By default, both `kubectl proxy` and `kubectl port-forward` bind to **127.0.0.1**, making them accessible **only from your local machine**.

If you manually bind them to **0.0.0.0**, they become accessible from **any network interface** — not just [localhost](http://localhost).  
While this can be helpful for remote debugging, it introduces a **major security risk**: Anyone on your network could potentially access your cluster through the open proxy or tunnel, especially if your **kubeconfig** remains active.

* **Best Practice:**
    
    * Keep the binding to **127.0.0.1** (default).
        
    * Only bind to **0.0.0.0** if you have:
        
        * Strong **network isolation** (e.g., VPN or private subnet).
            
        * Proper **authentication and authorization** controls in place.
            
        * Strict **firewall rules** limiting who can connect.
            

## 6\. Authentication & Authorization

| **Aspect** | `kubectl proxy` | `kubectl port-forward` |
| --- | --- | --- |
| **Authentication Type** | Every request goes through the **API server** | Authenticated **once when the tunnel is established** |
| **Credentials Used** | **Kubeconfig** (token / certificate / OIDC) | **Kubeconfig** (token / certificate / OIDC) |
| **RBAC Enforcement** | Enforced on **each API call** | Enforced **once at tunnel creation** |
| **Scope of Access** | **All cluster API resources** | **Specific Pod or Service** |
| **Security Strength** | Strong, per-request authentication | Strong, encrypted tunnel between local machine and Pod |
| **Stability / Reliability** | Very stable, persistent access | Can **break occasionally** due to network issues or Pod restarts |
| **Response Data** | Returns **raw HTTP/API responses** (JSON/YAML), e.g., resource lists, metrics, logs via API | Returns **TCP stream or application data** directly from the Pod (raw bytes, HTTP, database protocol, etc.) |

## 7\. When to Use Which

**For Local Testing and Debugging** – Use `kubectl proxy` or `port-forward` to test applications, APIs, or services running inside the cluster from your local machine without exposing them externally.

**For Accessing Cluster APIs (HTTP Traffic)** – Use `kubectl proxy` when you need **HTTP-based access** to Kubernetes resources, dashboards, or metrics APIs.

**For Application-Specific Access (TCP Traffic)** – Use `kubectl port-forward` to connect directly to a Pod or Service for **TCP-based access**, such as web apps, databases, or message queues like Kafka, in a development or testing environment.

**For Short-Lived Connections** – Ideal for temporary operations like inspecting logs, running queries, or testing functionality, where permanent exposure is not required.
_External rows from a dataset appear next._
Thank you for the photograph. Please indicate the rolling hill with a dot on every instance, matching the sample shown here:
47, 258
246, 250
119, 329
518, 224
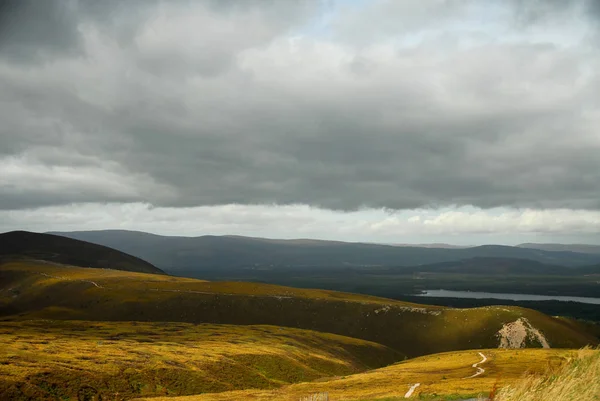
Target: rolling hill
120, 360
196, 254
63, 250
41, 291
440, 377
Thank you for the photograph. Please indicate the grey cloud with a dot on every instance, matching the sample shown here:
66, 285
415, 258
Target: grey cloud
251, 118
32, 29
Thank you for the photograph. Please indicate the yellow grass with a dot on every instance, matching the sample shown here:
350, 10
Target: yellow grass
439, 375
579, 380
121, 360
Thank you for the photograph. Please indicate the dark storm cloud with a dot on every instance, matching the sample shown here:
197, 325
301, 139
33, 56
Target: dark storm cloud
204, 103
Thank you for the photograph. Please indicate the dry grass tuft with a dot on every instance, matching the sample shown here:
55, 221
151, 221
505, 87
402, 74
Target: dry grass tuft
316, 397
577, 380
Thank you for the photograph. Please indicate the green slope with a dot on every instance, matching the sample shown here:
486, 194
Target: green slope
50, 292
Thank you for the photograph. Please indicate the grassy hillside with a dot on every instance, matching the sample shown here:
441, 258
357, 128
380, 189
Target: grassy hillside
58, 249
67, 359
50, 292
577, 380
440, 377
190, 254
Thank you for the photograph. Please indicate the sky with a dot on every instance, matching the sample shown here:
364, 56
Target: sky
394, 121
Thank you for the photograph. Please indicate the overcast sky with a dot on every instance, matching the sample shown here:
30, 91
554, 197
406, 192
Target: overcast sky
460, 121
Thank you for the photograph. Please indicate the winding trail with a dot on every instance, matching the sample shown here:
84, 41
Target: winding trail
411, 390
476, 365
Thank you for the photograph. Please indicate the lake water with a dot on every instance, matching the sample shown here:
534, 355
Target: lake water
511, 297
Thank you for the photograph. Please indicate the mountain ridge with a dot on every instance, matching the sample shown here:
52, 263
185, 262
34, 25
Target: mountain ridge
69, 251
229, 252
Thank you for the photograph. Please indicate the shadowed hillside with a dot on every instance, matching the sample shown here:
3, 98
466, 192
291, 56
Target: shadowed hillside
40, 291
58, 249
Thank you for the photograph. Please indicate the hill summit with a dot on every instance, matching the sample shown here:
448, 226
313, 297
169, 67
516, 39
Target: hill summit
68, 251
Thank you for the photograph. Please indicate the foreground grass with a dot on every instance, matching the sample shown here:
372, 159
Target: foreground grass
577, 380
442, 377
71, 360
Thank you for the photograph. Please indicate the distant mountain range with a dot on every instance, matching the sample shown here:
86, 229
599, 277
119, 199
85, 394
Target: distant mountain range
174, 254
582, 248
68, 251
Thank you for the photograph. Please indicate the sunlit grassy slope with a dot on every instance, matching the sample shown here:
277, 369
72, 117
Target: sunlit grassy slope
37, 290
577, 380
441, 376
120, 360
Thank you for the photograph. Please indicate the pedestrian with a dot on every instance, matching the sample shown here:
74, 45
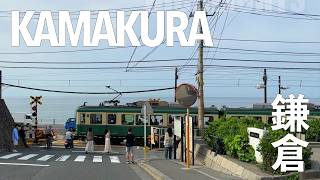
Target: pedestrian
107, 144
168, 143
69, 139
89, 146
130, 138
49, 136
15, 137
22, 134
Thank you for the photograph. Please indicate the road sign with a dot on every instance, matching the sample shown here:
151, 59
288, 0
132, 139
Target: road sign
177, 126
154, 131
190, 133
186, 95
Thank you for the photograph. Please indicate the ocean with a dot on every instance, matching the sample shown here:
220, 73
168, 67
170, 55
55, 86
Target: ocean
60, 108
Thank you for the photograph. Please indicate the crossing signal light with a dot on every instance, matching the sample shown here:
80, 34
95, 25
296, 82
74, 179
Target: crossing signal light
34, 110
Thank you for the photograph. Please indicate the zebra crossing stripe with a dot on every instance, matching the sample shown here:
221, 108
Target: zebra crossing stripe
28, 157
63, 158
97, 158
10, 155
114, 159
80, 159
45, 158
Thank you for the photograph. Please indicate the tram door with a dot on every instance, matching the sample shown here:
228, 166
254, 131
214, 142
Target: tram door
157, 137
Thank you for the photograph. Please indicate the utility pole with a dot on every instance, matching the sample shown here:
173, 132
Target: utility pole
0, 84
35, 100
280, 86
265, 85
279, 82
175, 84
200, 78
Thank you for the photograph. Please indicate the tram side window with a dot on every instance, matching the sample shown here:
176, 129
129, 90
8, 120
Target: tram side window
171, 120
139, 120
95, 118
156, 120
127, 119
207, 120
82, 118
112, 118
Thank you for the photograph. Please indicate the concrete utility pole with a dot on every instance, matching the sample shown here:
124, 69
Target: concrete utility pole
279, 81
175, 83
0, 84
265, 85
280, 86
200, 79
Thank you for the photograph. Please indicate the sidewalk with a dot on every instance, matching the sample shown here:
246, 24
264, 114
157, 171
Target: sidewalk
175, 170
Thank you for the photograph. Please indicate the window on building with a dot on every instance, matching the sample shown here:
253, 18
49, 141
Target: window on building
127, 119
156, 120
82, 118
270, 120
207, 120
170, 119
95, 118
112, 118
258, 118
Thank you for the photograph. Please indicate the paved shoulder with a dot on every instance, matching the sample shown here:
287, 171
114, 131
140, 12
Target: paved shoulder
177, 171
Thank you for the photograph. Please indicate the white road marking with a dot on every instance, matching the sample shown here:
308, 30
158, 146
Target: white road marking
113, 152
28, 157
10, 155
97, 158
80, 159
114, 159
21, 164
205, 174
63, 158
45, 158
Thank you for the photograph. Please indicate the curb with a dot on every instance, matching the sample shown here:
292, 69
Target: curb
153, 172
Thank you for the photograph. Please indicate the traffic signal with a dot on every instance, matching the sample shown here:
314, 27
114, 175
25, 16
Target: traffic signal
34, 109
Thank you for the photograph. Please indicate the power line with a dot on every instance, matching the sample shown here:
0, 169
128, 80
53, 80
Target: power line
162, 67
267, 41
269, 51
135, 49
91, 93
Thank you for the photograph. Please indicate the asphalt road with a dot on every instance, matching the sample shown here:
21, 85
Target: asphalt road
59, 164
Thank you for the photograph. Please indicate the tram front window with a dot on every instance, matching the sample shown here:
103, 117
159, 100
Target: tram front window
112, 118
95, 118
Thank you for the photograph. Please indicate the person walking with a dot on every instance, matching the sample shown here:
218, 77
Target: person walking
107, 144
69, 139
130, 138
15, 137
89, 146
49, 136
168, 143
22, 134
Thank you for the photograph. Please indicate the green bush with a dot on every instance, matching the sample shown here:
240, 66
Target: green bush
313, 133
270, 153
233, 132
240, 148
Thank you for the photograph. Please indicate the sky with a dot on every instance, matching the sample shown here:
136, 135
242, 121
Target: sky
228, 23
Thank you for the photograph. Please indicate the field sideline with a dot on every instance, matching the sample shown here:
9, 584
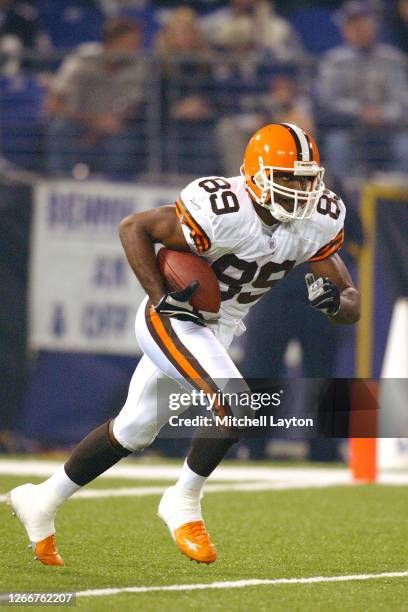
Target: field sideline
307, 541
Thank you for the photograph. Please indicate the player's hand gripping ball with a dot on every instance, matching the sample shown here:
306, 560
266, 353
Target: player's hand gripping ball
323, 294
179, 271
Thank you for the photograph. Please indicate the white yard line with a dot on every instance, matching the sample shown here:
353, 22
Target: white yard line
139, 471
239, 584
210, 488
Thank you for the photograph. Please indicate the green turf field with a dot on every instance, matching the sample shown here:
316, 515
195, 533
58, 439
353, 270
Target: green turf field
119, 542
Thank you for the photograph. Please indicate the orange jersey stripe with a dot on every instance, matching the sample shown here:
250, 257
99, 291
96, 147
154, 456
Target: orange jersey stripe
186, 368
330, 248
201, 240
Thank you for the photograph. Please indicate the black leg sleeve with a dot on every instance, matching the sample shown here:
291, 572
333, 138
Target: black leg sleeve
94, 455
206, 453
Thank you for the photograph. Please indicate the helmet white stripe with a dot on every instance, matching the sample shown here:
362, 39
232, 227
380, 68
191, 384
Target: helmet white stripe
304, 144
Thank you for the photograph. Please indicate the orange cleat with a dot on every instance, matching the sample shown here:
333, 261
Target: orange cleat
46, 551
38, 523
194, 541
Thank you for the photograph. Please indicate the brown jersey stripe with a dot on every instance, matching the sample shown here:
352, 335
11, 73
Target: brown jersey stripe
178, 354
310, 145
330, 248
197, 239
201, 239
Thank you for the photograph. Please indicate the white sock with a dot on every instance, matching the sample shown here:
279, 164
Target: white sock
57, 488
190, 480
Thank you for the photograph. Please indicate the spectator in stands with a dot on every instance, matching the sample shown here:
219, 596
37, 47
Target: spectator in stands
253, 23
284, 101
96, 105
362, 93
20, 19
187, 111
397, 24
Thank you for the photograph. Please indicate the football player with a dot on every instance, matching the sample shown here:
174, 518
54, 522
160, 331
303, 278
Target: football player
253, 229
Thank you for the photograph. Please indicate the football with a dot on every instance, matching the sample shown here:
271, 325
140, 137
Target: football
179, 269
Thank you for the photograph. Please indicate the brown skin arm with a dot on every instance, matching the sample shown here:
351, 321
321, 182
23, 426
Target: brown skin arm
334, 269
139, 233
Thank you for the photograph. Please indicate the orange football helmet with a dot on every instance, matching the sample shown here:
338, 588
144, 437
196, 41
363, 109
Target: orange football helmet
283, 148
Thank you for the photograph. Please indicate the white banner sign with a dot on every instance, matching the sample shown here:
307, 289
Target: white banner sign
83, 294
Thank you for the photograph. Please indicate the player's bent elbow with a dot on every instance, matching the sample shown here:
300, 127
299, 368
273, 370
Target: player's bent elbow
129, 224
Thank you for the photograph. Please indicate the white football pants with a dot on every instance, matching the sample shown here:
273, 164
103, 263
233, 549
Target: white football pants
196, 357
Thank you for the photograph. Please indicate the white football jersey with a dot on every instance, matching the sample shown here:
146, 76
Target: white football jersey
220, 223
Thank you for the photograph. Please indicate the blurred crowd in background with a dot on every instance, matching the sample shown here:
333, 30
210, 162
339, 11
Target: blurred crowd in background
133, 88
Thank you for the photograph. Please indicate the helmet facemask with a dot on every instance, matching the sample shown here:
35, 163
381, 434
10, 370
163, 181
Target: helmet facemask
304, 201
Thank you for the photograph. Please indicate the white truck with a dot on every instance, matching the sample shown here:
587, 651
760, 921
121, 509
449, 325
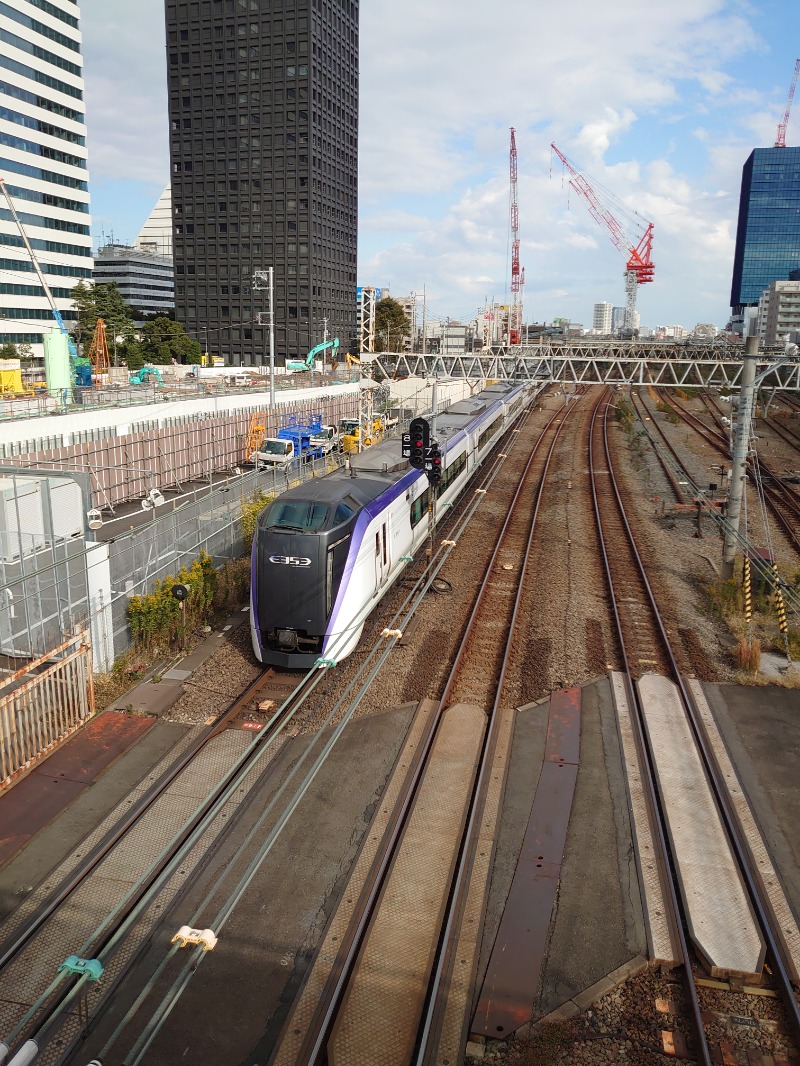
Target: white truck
328, 438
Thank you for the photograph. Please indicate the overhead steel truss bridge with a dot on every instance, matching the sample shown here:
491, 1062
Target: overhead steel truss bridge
665, 366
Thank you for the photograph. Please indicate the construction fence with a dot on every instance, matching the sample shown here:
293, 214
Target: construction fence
42, 704
176, 451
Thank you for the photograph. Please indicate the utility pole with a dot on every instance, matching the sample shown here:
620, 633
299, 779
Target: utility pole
741, 447
324, 341
425, 308
259, 277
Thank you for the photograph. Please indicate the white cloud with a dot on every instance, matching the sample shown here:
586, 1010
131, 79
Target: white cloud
656, 101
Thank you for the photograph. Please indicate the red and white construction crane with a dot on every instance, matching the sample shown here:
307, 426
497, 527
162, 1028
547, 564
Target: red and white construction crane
517, 275
633, 236
781, 139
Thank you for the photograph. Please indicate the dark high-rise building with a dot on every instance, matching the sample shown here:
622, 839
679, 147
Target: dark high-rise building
768, 233
264, 117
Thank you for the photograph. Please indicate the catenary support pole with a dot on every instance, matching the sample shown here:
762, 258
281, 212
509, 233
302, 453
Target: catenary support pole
272, 341
741, 446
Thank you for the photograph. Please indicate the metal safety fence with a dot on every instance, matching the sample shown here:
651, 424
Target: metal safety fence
42, 704
172, 452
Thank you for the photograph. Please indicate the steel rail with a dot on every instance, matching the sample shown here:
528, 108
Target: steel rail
641, 739
636, 400
776, 495
378, 657
108, 936
115, 834
714, 514
330, 1002
783, 431
786, 494
457, 902
721, 795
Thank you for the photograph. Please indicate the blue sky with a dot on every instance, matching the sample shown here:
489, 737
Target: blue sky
660, 102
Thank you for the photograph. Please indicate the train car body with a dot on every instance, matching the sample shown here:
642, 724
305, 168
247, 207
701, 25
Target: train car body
326, 551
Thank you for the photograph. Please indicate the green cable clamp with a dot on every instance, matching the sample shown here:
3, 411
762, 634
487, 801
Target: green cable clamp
91, 968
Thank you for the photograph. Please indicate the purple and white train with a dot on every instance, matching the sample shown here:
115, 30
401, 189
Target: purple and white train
326, 551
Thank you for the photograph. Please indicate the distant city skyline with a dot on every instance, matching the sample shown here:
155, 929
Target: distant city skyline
691, 90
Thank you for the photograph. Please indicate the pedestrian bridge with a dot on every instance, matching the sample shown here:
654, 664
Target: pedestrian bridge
623, 362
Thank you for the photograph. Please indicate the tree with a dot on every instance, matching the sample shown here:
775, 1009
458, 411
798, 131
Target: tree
163, 340
392, 325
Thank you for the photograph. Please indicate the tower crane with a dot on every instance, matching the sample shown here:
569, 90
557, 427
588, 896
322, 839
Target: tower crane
781, 139
37, 269
633, 237
98, 350
517, 276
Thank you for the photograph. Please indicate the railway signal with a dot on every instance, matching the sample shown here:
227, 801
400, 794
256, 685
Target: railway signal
433, 464
419, 432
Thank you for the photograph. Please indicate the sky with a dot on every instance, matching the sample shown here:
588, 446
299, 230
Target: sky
659, 102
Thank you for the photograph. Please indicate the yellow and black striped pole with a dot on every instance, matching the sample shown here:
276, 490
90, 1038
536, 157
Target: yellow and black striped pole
781, 608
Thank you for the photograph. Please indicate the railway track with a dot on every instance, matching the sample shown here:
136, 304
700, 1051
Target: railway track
662, 707
783, 503
60, 1031
429, 853
138, 854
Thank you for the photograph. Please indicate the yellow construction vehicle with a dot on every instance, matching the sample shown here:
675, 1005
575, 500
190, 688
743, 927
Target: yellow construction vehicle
350, 431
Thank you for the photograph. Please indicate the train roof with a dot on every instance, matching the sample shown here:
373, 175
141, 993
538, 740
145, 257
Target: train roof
374, 469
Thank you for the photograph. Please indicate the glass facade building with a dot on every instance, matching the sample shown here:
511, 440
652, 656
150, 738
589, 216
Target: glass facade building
768, 232
43, 161
264, 113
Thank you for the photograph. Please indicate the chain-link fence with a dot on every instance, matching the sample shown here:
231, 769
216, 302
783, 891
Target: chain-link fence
210, 521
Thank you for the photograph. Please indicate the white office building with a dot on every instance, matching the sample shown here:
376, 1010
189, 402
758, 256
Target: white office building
602, 319
779, 311
144, 279
43, 161
155, 237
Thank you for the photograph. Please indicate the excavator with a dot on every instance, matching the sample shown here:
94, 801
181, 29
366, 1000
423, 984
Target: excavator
308, 362
147, 375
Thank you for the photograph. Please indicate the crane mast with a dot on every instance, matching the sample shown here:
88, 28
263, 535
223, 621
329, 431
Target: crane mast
781, 139
634, 239
517, 276
37, 269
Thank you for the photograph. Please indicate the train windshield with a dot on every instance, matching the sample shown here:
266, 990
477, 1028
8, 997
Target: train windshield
297, 515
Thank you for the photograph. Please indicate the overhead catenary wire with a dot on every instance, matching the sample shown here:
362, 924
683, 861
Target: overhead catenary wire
364, 677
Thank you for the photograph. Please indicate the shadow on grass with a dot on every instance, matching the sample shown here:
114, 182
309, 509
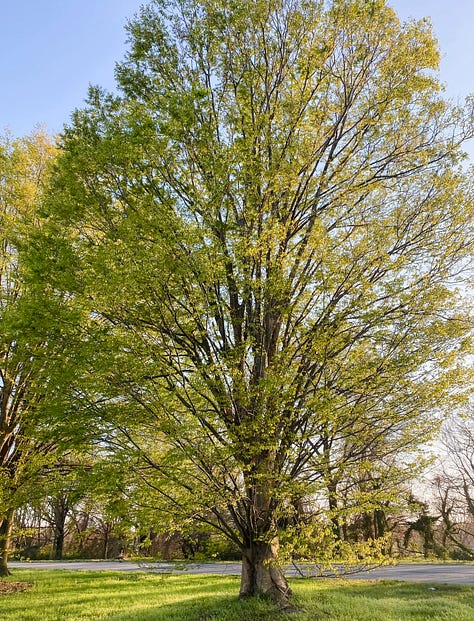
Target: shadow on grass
113, 596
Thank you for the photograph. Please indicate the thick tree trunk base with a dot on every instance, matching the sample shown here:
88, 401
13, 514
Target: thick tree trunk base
261, 576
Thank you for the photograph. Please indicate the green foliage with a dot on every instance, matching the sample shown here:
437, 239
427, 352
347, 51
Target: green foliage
261, 237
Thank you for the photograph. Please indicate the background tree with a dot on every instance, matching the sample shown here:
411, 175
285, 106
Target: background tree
262, 231
22, 362
33, 398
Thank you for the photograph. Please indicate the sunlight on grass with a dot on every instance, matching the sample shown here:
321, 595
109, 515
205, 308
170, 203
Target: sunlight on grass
113, 596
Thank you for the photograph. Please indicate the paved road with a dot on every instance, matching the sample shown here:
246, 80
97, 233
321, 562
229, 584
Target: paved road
446, 574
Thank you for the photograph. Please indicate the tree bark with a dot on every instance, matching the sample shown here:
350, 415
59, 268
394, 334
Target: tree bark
6, 527
261, 574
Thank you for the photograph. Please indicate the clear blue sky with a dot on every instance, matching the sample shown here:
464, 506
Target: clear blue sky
51, 50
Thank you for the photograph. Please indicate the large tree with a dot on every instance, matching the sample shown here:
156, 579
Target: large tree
31, 357
265, 226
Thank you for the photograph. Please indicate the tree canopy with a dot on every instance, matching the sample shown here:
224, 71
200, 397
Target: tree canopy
263, 232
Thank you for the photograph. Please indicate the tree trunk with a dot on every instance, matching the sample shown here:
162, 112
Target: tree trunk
6, 527
261, 575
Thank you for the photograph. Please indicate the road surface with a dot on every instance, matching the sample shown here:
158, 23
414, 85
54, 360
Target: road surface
443, 574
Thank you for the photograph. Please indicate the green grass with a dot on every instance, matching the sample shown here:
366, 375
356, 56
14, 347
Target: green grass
114, 596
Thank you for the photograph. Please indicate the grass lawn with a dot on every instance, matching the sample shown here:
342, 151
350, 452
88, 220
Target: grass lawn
114, 596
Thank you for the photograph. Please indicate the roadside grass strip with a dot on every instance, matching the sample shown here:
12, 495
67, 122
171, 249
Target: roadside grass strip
115, 596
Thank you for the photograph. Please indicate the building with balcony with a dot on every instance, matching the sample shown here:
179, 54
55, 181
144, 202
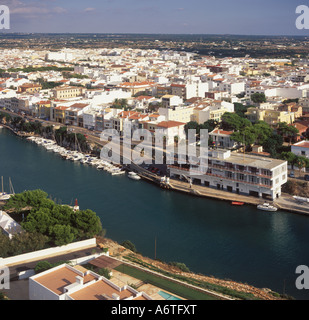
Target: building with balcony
238, 173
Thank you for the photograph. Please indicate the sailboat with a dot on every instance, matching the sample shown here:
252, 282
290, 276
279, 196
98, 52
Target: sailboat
6, 196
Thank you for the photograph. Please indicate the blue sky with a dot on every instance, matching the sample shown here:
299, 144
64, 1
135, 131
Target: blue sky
260, 17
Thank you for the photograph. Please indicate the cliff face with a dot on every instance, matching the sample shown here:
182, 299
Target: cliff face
120, 252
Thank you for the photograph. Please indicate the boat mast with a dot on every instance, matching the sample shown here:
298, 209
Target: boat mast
11, 187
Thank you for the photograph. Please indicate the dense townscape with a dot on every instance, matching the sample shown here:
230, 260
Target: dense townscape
255, 110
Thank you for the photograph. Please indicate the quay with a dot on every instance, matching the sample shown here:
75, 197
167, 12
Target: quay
286, 202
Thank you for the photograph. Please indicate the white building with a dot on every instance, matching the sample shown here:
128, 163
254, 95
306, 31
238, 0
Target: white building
222, 139
242, 174
77, 283
301, 149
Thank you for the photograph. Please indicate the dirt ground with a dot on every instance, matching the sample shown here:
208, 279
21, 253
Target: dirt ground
118, 251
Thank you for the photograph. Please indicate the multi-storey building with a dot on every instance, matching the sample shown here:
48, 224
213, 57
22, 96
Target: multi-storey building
239, 173
67, 92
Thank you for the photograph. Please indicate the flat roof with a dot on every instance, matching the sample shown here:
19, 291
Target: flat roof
302, 144
99, 290
58, 279
249, 160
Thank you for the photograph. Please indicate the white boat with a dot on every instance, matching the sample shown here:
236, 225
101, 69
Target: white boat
301, 199
115, 173
134, 176
4, 195
267, 207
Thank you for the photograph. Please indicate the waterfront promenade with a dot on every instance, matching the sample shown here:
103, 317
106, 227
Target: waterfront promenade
286, 202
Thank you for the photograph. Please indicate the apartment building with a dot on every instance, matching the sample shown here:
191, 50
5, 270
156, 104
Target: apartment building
67, 92
77, 283
135, 87
74, 114
222, 139
167, 131
301, 149
41, 109
233, 172
180, 114
169, 100
272, 117
29, 88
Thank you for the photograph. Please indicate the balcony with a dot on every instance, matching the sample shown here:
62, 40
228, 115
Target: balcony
192, 172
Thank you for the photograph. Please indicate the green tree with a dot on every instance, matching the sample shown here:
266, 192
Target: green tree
61, 234
210, 125
240, 109
232, 121
273, 144
287, 131
192, 125
290, 157
301, 163
258, 97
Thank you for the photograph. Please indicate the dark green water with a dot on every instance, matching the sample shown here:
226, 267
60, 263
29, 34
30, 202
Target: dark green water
210, 237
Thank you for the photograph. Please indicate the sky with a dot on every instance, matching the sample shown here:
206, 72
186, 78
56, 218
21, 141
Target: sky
242, 17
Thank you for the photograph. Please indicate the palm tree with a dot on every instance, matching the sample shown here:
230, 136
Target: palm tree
300, 164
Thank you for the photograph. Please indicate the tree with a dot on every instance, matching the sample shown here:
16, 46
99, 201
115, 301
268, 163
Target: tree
192, 125
210, 125
301, 163
232, 121
290, 157
129, 245
240, 109
61, 234
258, 97
286, 130
273, 144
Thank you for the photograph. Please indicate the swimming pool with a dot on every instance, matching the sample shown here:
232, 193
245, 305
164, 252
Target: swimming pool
167, 296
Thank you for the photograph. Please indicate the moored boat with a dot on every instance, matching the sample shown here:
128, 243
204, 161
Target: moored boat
134, 176
267, 207
236, 203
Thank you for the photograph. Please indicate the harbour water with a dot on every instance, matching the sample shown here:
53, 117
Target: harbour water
210, 237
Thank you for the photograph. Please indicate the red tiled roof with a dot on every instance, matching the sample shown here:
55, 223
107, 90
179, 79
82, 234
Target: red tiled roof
170, 124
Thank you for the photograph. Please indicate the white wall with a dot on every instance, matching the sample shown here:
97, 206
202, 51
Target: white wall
37, 255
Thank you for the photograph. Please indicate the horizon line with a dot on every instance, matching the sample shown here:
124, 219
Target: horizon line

**For Secure Local Access** – Both commands keep your traffic encrypted and access restricted to your kubeconfig permissions, making them safe for local development.

## 8\. When not to Use

**In Production** – These are temporary connections that break when the command or terminal is closed. Use Ingress, LoadBalancer, or proper service exposure instead.

**For Automation or CI/CD** – Port-forwarding can hang or fail randomly. Use ClusterIP or internal services for reliable automation.

**For Heavy Traffic** – All traffic passes through the API server, which can cause latency and performance bottlenecks. Use proper network routing or service exposure instead.

**For Long-Running Streams** – Database or message queue connections, such as PostgreSQL or Kafka, can drop easily. Use a VPN, Bastion host, or persistent service exposure instead.

**On Shared Machines** – Anyone with access to the machine could reach your forwarded ports. Keep bindings local (127.0.0.1) and secure your environment.

**Without Access Control** – Running with admin kubeconfig may expose sensitive APIs. Enforce RBAC, limit privileges, and enable audit logging.

## 💡 Question of the Day:

If you had to securely expose a Kubernetes service for your team without using Ingress or LoadBalancer, what would be your preferred approach and why?

> ### Secure, local, temporary – debug smart, expose smart.